Come prima esperienza si è chiesto tanto al nostro, arrivando in una situazione disperata: senza Williamson, col Play-In lontano, un nuovo coach e magari anche qualche free agent da attirare. Eppure, anche arrivando ai Playoffs 2022 come unica squadra con record perdente, sono arrivate le vittorie tirate contro Spurs e Clippers al Play-In e un’ottima figura in 6 gare contro i Phoenix Suns campioni in carica della Western Conference.

Le due stagioni passate sono state invece piuttosto deludenti, ma anche segnate dagli infortuni di Zion Williamson nei momenti decisivi. Se dovesse reggere il fisico della prima assoluta al Draft 2019, la scelta del Nostro potrebbe rivelarsi oltremodo saggia.

C’è un ulteriore e finale aspetto del McCollum personaggio pubblico che vale la pena di approfondire: il suo podcast. The Pull-Up nasce in un periodo dove non è comune per un giocatore ancora in attività creare un prodotto mediatico, ma non solo: se avere ospiti di un certo livello è più facile, essendo nel giro, non è invece naturale come CJ riesca a spaziare su temi alle volte anche lontani dalla pallacanestro, e come ci sia sempre un lavoro di attualità approfondito e ben costruito. Come ad esempio quando ha ospitato Adam Schefter – uno dei reporter NFL più rispettati – e l’ha messo dietro al microfono, per dare una prospettiva del lavoro strettamente giornalistico. Oppure si può ricordare l’episodio con DeMar DeRozan, col quale la scaletta è andata molto fuori dal parquet toccando temi in comune a questo nostro storytelling.

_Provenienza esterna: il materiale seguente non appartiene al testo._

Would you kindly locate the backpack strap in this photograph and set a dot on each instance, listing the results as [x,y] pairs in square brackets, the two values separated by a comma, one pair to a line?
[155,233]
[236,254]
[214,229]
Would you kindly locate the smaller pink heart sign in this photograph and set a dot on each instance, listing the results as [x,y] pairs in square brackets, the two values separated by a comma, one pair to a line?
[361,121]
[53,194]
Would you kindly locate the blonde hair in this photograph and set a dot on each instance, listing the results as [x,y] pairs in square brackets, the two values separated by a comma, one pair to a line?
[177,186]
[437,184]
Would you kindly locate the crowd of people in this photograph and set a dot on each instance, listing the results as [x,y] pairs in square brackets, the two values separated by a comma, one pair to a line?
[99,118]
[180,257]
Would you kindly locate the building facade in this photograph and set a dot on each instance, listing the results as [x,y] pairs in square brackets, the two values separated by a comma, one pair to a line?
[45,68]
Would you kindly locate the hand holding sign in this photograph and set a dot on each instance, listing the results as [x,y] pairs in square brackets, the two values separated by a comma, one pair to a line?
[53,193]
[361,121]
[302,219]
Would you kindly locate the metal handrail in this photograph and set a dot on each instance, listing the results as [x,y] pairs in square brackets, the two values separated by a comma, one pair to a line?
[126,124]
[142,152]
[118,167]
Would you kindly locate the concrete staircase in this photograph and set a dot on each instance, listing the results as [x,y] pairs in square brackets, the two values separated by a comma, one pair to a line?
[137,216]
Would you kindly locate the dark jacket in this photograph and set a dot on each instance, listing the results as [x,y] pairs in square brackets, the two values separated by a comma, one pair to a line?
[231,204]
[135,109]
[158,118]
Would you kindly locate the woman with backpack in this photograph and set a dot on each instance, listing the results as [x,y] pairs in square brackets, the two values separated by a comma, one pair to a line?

In conclusione, CJ McCollum non è tra i Top 15 della Lega, ma può decisamente aiutarti a batterli. Ci ha provato e per almeno altri due o tre anni (uno dei 4 non All-Star a firmare un quinquennale a nord dei 110 milioni di dollari) continuerà a farlo.

Maybe we didn’t reach our ultimate goal. That’s basketball. That’s life. 

But dammit if we didn’t try, Jennifer.